Female Foreign Terrorist Fighters: Challenges In Repatriation, Prosecution, And Rehabilitation (New York, N.Y.) – Since the 2019 fall of ISIS’s so-called “caliphate” in Iraq and Syria, many countries have been faced with the challenge of repatriating female foreign terrorist fighters (FTFs) who traveled to the region to participate in the conflict. In its new analysis report, Female Foreign Terrorist Fighters: Challenges in Repatriation, Prosecution, and Rehabilitation, the Counter Extremist Project (CEP) examines the ways in which female FTFs were radicalized; the evolving nature of their repatriation and prosecution; and the differing methods of rehabilitation and reintegration in Australia, Belgium, France, Germany, Ireland, the Netherlands, Sweden, the United Kingdom, and the United States.
Following the territorial defeat of ISIS, an estimated 1,840 to 1,912 total FTFs returned to Western Europe and another 59 returned to the United States. Thus far, approximately 209 female FTFs have returned to the above listed nine countries. Originally, women who traveled to Syria were generally considered “ISIS brides” and were charged and prosecuted leniently in comparison to their male counterparts. Although evidence has suggested that criminal justice systems have steadily began to treat women as violent extremists in the full sense of the word, they have been slower to provide adequate repatriation, rehabilitation, and reintegration support for women seeking to return to their home countries. Nations across Europe as well as Australia and the United Kingdom have demonstrated increased hesitation towards actively repatriating female FTFs, despite encouragement from the United States, due to heightened concerns of recidivism and domestic security.
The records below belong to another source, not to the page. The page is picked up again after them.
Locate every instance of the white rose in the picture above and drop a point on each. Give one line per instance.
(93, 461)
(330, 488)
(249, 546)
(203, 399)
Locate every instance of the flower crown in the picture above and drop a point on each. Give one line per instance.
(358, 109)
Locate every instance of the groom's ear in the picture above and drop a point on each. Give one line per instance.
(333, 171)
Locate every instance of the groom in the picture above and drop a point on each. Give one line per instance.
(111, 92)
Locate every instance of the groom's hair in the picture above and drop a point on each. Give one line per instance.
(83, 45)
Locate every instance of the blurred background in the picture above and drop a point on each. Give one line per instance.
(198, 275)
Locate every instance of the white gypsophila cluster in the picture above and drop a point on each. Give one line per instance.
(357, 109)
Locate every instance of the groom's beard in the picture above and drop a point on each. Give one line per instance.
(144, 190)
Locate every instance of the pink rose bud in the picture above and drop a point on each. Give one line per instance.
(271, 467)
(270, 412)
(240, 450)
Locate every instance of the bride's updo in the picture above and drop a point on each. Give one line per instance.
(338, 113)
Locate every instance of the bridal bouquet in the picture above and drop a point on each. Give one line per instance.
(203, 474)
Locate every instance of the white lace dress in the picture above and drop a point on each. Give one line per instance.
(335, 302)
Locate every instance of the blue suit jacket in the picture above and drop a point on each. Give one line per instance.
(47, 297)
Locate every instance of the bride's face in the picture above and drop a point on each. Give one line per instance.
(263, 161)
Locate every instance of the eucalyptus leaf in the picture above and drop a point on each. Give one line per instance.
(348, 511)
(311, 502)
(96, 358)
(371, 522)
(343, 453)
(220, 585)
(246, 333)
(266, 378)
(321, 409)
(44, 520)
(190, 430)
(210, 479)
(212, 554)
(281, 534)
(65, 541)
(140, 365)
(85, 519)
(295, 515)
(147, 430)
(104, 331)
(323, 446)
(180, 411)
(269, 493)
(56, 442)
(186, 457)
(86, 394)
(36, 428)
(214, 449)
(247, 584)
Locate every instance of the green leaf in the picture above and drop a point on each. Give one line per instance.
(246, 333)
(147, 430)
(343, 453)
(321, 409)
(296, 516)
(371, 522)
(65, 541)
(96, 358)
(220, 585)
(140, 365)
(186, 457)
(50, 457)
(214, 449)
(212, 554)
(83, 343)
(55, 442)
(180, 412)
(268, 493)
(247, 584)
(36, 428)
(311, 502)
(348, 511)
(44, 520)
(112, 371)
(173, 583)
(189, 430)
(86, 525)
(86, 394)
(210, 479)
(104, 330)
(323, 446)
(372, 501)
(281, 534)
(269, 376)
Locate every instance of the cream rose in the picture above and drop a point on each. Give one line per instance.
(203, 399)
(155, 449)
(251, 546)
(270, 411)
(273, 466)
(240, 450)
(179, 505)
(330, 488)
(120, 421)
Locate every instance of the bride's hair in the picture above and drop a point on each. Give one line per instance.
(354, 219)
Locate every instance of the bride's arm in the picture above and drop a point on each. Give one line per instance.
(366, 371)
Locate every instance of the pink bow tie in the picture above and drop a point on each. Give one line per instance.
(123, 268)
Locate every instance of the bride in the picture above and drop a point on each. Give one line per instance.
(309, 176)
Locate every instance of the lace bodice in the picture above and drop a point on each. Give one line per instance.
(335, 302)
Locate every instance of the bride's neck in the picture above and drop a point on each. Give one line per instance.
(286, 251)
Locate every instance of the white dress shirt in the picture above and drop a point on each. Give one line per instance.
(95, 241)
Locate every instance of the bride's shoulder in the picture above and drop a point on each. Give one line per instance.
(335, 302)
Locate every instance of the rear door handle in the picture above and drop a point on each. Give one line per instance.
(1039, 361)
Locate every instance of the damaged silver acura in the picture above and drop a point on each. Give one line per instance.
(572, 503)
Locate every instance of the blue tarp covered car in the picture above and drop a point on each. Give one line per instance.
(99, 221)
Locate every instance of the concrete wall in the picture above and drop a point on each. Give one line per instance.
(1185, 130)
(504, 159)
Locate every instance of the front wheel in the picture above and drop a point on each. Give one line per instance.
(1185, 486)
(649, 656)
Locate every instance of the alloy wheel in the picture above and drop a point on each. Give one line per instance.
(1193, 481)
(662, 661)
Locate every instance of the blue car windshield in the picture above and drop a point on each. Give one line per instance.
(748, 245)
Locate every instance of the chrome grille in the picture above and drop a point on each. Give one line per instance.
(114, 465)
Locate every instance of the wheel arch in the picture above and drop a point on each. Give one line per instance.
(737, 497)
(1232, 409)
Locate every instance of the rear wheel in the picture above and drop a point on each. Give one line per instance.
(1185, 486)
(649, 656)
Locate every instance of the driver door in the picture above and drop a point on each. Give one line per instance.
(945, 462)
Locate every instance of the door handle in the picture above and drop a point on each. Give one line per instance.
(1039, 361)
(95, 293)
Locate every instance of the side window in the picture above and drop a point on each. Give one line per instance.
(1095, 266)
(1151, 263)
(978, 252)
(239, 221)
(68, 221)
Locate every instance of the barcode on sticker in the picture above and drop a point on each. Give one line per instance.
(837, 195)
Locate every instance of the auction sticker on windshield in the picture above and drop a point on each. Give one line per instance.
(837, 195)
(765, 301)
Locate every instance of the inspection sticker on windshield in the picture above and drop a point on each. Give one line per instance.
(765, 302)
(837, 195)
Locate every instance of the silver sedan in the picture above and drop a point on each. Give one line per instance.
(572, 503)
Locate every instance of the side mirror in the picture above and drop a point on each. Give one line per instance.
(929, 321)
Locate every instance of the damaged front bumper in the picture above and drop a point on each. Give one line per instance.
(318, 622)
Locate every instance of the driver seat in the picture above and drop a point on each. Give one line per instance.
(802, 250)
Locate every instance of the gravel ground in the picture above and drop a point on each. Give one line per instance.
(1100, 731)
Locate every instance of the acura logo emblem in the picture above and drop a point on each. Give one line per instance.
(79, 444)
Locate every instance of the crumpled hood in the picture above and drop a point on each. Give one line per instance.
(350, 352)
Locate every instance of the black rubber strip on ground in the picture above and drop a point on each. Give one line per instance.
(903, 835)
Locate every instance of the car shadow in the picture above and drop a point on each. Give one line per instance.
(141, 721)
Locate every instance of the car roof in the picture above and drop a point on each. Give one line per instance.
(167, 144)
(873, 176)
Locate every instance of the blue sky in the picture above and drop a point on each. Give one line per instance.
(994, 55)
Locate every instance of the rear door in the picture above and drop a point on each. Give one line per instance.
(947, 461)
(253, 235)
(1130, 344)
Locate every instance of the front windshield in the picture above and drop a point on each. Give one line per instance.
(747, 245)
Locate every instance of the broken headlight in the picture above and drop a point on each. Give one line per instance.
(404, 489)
As the report demonstrates, repatriation is an important aspect of breaking the cycle of extremism. It serves as a crucial way for security services to monitor and regulate individuals who they believe to pose a risk to national and global security in the long run. By delaying the repatriation of female foreign fighters, governments’ rehabilitation and reentry programs will face a greater challenge in dispelling hardened extremist beliefs. It is vital that governments not only charge and convict female FTFs as appropriate, but also provide the necessary rehabilitation support to mitigate or eradicate any potential future risk.